Some advice that I heard awhile back that I'm glad I followed is to devote different percentages of your learning budget towards technologies with different half-lives.

Stuff that has an incredibly long half life like SQL/Database internals, or OS fundamentals, networking fundamentals, CS fundamentals will serve you well basically your whole career. So even a little bit of time dedicated to these over the long run is time pretty well invested.

A larger portion of learning goes on to the treadmill of technological churn, but that's either stuff you are learning now in order to get your next job working with it or are learning now as a result of getting a job that gave you the opportunity to work with it.

The middle ground is getting deeply familiar with libraries/frameworks that have a medium term half life. Usually that's some form of data access.


30 years in professional programming for me. I agree, the stack has gotten so huge that it's impossible to master even most.

But what a great career for constant learners! I'm glad it's the way it is.


What's the point of the constant learning if it's going to be obsolete in 5 years?

That's what I can't stand about the cult of "you get to learn so much at FAANG or a startup" -- at some point in life, you need to spend less time learning new things and start applying the things you have learned. I've been drinking from the proverbial water hose for 20 years. It's tiring now. At some point you need to be able to find the permanent things and reject the noise.


> What's the point of the constant learning if it's going to be obsolete in 5 years?

Well... that's the point, really. If it didn't change then you'd be able to master it all.

The constant change is the motivation for constant learning and (hopefully) improvement.

There's no point in me trying to make a longer point of it. There's an sort of an eye-opening account from someone coding for years about how our situation as programmers has improved over time.


Are you in the web by any chance?

There are plenty of things where the changes are slow, and 20 year old frameworks are still used up to today.

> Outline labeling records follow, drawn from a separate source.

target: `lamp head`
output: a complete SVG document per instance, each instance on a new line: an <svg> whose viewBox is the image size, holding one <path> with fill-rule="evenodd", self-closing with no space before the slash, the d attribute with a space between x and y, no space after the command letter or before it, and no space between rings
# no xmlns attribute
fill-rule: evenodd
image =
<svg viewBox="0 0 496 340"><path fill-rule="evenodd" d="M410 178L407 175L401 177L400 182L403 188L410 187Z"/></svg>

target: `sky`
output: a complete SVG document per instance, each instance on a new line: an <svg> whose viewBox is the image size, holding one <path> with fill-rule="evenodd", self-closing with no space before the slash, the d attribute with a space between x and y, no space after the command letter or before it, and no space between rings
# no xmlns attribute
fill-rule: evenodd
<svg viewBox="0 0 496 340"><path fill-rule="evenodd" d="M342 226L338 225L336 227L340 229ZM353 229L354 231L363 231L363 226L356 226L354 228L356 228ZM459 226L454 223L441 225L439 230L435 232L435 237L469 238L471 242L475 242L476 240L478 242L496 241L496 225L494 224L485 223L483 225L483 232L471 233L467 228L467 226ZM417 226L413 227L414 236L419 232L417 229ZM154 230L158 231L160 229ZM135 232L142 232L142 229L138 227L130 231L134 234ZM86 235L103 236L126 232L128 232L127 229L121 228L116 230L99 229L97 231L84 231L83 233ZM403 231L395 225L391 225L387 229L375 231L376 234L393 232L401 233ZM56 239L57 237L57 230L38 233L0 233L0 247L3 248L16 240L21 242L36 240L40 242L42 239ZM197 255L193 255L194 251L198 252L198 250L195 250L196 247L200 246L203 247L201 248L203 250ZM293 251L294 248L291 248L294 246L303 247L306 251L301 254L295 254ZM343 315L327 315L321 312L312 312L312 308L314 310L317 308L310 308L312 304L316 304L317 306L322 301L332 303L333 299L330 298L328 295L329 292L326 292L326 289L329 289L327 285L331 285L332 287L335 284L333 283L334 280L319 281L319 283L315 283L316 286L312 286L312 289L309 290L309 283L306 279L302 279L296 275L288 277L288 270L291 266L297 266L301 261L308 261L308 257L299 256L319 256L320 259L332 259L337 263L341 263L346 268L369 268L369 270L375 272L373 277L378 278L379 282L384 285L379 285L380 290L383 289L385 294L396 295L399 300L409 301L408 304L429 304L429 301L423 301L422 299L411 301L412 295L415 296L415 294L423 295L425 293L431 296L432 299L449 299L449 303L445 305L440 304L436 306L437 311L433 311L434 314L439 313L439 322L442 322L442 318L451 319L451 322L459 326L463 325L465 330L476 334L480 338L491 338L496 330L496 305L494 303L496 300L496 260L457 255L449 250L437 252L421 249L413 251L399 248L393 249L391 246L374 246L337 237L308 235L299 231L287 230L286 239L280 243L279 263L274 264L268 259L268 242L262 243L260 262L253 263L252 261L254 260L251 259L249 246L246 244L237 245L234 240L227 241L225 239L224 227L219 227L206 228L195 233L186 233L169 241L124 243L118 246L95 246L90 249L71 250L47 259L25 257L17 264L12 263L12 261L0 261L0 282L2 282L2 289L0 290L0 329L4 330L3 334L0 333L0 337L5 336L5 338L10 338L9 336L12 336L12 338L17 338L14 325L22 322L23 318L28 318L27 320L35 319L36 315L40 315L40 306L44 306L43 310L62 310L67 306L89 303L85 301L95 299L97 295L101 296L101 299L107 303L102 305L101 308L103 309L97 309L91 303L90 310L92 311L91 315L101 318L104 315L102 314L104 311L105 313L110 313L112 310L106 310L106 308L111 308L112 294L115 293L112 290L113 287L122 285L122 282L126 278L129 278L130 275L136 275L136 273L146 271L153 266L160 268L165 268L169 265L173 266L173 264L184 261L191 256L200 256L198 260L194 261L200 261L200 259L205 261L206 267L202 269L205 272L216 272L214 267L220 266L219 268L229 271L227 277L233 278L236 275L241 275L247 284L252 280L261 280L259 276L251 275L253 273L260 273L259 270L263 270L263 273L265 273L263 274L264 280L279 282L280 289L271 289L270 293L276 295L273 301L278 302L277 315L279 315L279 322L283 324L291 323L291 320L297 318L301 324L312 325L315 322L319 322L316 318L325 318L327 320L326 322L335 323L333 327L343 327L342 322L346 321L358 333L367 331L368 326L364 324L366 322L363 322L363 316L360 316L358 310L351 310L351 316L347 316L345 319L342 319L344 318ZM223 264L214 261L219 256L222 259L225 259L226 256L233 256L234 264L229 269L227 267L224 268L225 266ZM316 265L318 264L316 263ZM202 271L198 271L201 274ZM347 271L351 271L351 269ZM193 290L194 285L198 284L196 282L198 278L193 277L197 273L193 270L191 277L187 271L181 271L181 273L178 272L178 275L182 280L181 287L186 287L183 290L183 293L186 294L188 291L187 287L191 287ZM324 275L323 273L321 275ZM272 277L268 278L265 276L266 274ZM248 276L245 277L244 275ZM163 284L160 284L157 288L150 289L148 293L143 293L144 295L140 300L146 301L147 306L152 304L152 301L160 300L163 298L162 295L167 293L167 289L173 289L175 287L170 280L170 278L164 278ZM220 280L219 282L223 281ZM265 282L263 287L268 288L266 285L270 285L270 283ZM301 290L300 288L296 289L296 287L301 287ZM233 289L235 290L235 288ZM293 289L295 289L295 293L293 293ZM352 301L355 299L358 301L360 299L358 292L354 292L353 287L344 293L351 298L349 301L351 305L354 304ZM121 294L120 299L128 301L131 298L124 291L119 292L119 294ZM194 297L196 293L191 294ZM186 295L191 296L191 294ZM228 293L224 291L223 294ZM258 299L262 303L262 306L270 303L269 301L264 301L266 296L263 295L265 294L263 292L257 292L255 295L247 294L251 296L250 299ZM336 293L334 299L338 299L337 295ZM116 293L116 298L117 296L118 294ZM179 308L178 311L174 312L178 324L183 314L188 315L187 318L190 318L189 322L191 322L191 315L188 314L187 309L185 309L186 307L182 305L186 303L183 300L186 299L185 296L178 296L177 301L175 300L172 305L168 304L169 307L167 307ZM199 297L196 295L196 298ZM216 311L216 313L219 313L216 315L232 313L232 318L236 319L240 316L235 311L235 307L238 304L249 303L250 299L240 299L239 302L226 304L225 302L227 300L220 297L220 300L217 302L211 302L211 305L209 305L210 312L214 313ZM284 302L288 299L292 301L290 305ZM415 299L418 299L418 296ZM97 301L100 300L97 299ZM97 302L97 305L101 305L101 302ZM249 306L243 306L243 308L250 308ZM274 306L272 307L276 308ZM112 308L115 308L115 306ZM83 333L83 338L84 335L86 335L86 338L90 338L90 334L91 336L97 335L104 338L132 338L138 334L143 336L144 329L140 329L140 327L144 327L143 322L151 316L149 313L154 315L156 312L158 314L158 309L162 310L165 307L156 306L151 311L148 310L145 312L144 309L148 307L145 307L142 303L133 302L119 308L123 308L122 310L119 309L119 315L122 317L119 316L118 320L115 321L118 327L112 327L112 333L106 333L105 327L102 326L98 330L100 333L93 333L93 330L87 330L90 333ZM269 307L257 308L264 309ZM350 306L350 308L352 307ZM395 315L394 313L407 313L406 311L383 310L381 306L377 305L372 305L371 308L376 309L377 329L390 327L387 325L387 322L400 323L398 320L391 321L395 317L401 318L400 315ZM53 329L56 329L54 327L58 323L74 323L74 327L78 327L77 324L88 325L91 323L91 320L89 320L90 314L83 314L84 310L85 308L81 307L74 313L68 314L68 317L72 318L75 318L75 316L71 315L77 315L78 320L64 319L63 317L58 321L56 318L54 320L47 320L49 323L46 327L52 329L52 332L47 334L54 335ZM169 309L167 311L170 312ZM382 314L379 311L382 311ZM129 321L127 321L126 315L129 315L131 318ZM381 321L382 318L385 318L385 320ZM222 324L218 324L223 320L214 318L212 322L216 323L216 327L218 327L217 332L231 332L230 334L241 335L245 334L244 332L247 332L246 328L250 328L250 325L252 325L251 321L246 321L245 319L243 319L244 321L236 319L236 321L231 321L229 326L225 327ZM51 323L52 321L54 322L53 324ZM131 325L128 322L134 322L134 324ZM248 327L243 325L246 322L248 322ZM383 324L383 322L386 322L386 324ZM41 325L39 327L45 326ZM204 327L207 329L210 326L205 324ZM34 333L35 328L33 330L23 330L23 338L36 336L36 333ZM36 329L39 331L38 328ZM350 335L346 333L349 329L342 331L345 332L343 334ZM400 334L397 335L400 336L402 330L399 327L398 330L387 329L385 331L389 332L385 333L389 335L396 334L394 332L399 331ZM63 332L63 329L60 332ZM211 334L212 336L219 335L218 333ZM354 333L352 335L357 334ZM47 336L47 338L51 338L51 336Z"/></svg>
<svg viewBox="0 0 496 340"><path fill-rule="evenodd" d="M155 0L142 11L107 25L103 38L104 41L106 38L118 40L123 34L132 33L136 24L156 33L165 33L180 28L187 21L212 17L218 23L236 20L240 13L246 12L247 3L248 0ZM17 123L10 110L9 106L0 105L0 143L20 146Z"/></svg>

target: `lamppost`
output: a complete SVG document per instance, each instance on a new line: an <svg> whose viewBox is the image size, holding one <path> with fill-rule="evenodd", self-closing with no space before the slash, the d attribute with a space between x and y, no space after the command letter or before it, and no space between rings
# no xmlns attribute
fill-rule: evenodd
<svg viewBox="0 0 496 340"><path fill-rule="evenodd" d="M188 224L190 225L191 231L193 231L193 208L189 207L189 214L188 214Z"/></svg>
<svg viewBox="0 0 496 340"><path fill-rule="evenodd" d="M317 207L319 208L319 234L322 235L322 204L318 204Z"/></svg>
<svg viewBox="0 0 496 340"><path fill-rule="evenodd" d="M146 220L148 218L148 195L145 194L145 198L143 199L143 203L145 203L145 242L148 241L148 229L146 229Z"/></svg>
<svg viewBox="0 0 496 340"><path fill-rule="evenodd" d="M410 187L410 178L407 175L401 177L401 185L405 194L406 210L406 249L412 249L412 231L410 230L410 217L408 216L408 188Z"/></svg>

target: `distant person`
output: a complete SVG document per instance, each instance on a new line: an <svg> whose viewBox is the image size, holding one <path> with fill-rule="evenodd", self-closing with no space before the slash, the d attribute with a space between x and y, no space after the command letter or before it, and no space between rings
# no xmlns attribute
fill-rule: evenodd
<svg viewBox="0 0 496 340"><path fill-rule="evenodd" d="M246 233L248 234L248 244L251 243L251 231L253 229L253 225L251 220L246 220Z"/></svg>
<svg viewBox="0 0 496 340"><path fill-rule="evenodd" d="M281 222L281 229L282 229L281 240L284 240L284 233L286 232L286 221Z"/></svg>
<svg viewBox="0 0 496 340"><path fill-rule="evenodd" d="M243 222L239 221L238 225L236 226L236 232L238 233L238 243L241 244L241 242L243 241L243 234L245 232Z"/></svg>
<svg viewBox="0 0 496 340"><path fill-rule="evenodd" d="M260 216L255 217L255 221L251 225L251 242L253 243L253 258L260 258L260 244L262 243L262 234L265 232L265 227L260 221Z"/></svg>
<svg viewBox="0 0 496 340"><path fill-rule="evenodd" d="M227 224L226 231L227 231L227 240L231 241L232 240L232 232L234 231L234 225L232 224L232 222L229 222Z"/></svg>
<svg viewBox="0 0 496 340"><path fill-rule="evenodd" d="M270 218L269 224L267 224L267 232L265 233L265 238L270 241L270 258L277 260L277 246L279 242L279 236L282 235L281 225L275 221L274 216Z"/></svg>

If you take deep stacks upon yourself, and then hate it, yes, that's a ridiculous career path. Personally, I took iOS development. The tech stack is actually quite shallow. And there's regularly new things to learn. Programming as a career brought me intense joy and wanting to go working.


No.

Your responsibility as a seasoned programmer is not to code !

I'm a 20+ yr experience programmer and still hold the title Sr. Software Programmer and no. I say no.

Yes the stack is deep but it is unnecessarily so. Yes, there's layers and layers ...but it is your job to educate the less experienced why less is more and why there's is always a tradeoff to be made.

Computer science hasn't moved a whole lot[1] in terms of problem solving since the 80s. Computers have just become faster. The best ideas we have today are still rooted in the principles of the 80s. They are just a abstraction level higher.

So no. I refuse to accept the premise that Nothing is easy anymore.

[1] when considering fundamental theories.


I thought we're not meant to call ourselves programmers

If you're doing it for any reason other than to gain transcendetal enlightenment you're in the wrong space


So what job is intellectually doable, people-based and has a high upside (eventually) and doesn't have crazy work requirements?

I'd like to do that job, but last time I checked, there are none.